Re: [PATCH RESEND v5] perf/core: Fix installing arbitrary cgroup event into cpu
From: Peter Zijlstra
Date: Tue Mar 06 2018 - 06:50:25 EST
On Tue, Mar 06, 2018 at 05:36:37PM +0800, linxiulei@xxxxxxxxx wrote:
> From: "leilei.lin" <leilei.lin@xxxxxxxxxxxxxxx>
>
> Do not install cgroup event into the CPU context and schedule it
> if the cgroup is not running on this CPU
OK, so far so good, this explains the bit in
__perf_install_in_context().
> While there is no task of cgroup running specified CPU, current
> kernel still install cgroup event into CPU context that causes
> another cgroup event can't be installed into this CPU.
>
> This patch prevent scheduling events at __perf_install_in_context()
> and installing events at list_update_cgroup_event() if cgroup isn't
> running on specified CPU.
This bit doesn't make sense, you don't in fact avoid anything in
list_update_cgroup_event(), you do more, not less.
> diff --git a/kernel/events/core.c b/kernel/events/core.c
> index 4df5b69..f3ffa70 100644
> --- a/kernel/events/core.c
> +++ b/kernel/events/core.c
> @@ -933,31 +933,45 @@ list_update_cgroup_event(struct perf_event *event,
> {
> struct perf_cpu_context *cpuctx;
> struct list_head *cpuctx_entry;
> + struct perf_cgroup *cgrp;
>
> if (!is_cgroup_event(event))
> return;
>
> /*
> * Because cgroup events are always per-cpu events,
> * this will always be called from the right CPU.
> */
> cpuctx = __get_cpu_context(ctx);
> + cgrp = perf_cgroup_from_task(current, ctx);
> +
> + /*
> + * if only the cgroup is running on this cpu
> + * and cpuctx->cgrp == NULL (otherwise it would've
> + * been set with running cgroup), we put this cgroup
> + * into cpu context.
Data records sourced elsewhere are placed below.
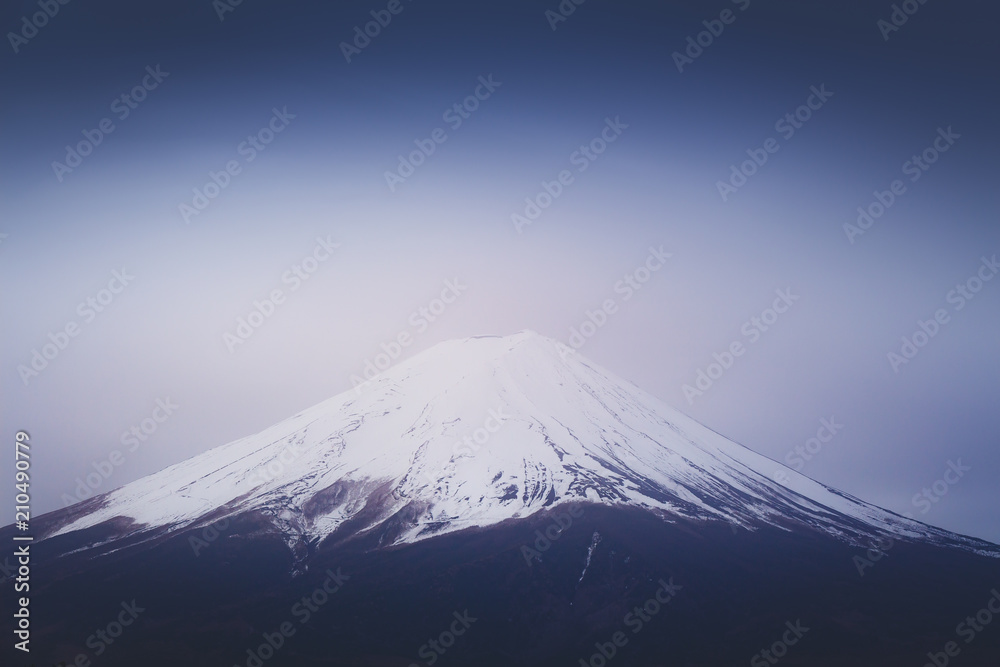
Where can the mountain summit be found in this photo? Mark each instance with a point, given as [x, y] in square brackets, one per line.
[473, 432]
[496, 501]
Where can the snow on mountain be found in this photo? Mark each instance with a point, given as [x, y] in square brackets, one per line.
[477, 431]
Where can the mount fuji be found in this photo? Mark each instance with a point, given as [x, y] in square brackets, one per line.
[514, 478]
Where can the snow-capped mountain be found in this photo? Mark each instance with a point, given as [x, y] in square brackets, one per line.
[474, 432]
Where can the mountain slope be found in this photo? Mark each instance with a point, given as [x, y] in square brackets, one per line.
[471, 433]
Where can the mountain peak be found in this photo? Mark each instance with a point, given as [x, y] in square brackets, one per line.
[475, 431]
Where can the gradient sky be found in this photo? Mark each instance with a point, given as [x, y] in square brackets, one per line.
[655, 185]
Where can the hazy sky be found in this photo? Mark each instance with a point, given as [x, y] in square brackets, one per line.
[621, 143]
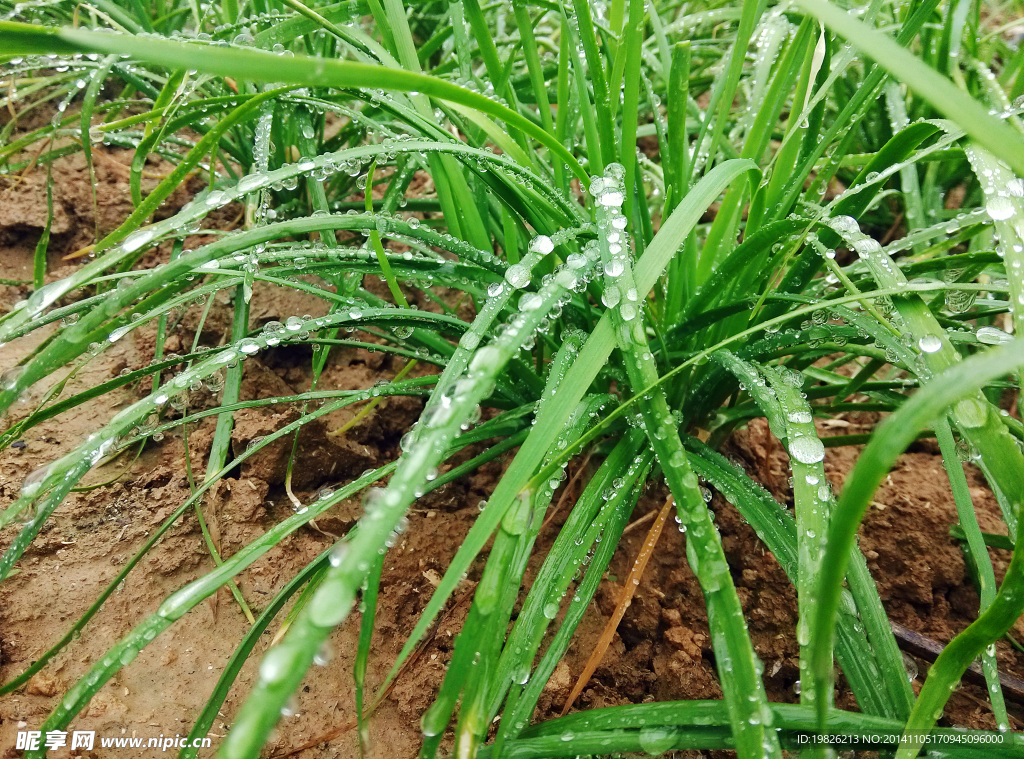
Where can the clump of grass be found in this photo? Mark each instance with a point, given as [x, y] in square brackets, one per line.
[612, 319]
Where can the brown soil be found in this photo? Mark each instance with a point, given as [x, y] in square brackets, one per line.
[662, 650]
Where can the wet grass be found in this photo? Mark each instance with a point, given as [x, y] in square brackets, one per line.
[615, 317]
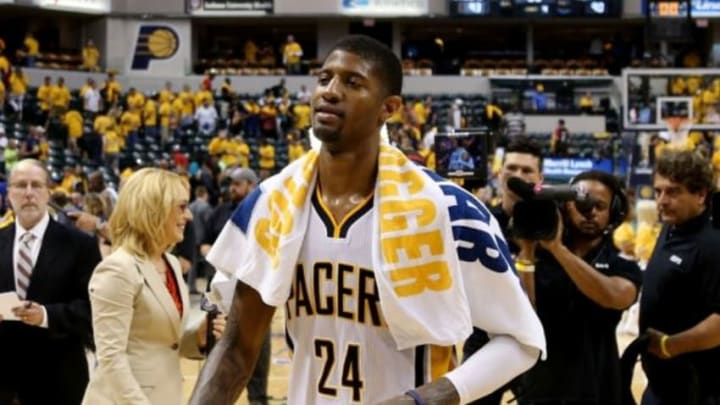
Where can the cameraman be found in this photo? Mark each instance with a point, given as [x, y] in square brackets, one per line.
[582, 286]
[680, 306]
[523, 159]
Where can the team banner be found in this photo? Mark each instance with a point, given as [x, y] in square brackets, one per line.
[372, 8]
[230, 7]
[83, 6]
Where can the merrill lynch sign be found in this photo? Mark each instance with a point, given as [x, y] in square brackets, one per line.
[384, 7]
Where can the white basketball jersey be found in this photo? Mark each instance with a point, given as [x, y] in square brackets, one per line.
[342, 350]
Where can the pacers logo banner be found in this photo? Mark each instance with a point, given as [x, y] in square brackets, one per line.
[155, 42]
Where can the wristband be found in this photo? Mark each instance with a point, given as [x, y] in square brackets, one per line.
[663, 346]
[416, 397]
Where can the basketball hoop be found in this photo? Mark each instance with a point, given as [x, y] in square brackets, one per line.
[678, 129]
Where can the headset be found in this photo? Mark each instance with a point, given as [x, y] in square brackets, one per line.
[619, 205]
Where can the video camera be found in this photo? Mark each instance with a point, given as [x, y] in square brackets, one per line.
[535, 216]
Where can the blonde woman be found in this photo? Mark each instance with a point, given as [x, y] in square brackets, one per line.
[140, 304]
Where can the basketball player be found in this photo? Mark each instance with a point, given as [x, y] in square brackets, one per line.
[342, 349]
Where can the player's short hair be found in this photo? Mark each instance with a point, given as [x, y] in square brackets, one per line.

Or it would case mismatch in
> + * following cgroup events at event_filter_match()
> + */
This is utterly incomprehensible, what?
> + if (add && !cpuctx->cgrp &&
> + cgroup_is_descendant(cgrp->css.cgroup,
> + event->cgrp->css.cgroup)) {
> + cpuctx->cgrp = cgrp;
> + }
And that's just horrible coding style. Maybe something like:
if (add && cgroup_is_descendant(cgrp->css.cgroup, event->cgrp->css.cgroup)) {
if (cpuctx->cgrp)
WARN_ON_ONCE(cpuctx->cgrp != cgrp);
cpuctx->cgrp = cgrp;
}
that? But that still needs a comment to explain _why_ we do that here.
Under what condition would we fail to have cpuctx->cgrp set while
ctx->nr_cgroups. Your comment doesn't explain nor does your Changelog.
> +
> + if (add && ctx->nr_cgroups++)
> + return;
> + else if (!add && --ctx->nr_cgroups)
> + return;
>
> + /* no cgroup running */
> + if (!add)
> + cpuctx->cgrp = NULL;
> +
> + cpuctx_entry = &cpuctx->cgrp_cpuctx_entry;
> + if (add)
> list_add(cpuctx_entry, this_cpu_ptr(&cgrp_cpuctx_list));
> + else
> list_del(cpuctx_entry);
> }
>
> #else /* !CONFIG_CGROUP_PERF */
> @@ -2311,6 +2325,20 @@ static int __perf_install_in_context(void *info)
> raw_spin_lock(&task_ctx->lock);
> }
>
> +#ifdef CONFIG_CGROUP_PERF
> + if (is_cgroup_event(event)) {
> + /*
> + * Only care about cgroup events.
> + *
That bit is entirely spurious, if it right after if (is_cgroup_event()),
obviously this block is only for cgroup events.
> + * If only the task belongs to cgroup of this event,
> + * we will continue the installment
And that isn't really english. I think you meant to write something
like:
/*
* If the current cgroup doesn't match the event's
* cgroup, we should not try to schedule it.
*/
> + */
> + struct perf_cgroup *cgrp = perf_cgroup_from_task(current, ctx);
> + reprogram = cgroup_is_descendant(cgrp->css.cgroup,
> + event->cgrp->css.cgroup);
> + }
> +#endif
> +
> if (reprogram) {
> ctx_sched_out(ctx, cpuctx, EVENT_TIME);
> add_event_to_ctx(event, ctx);
> --
> 2.8.4.31.g9ed660f
>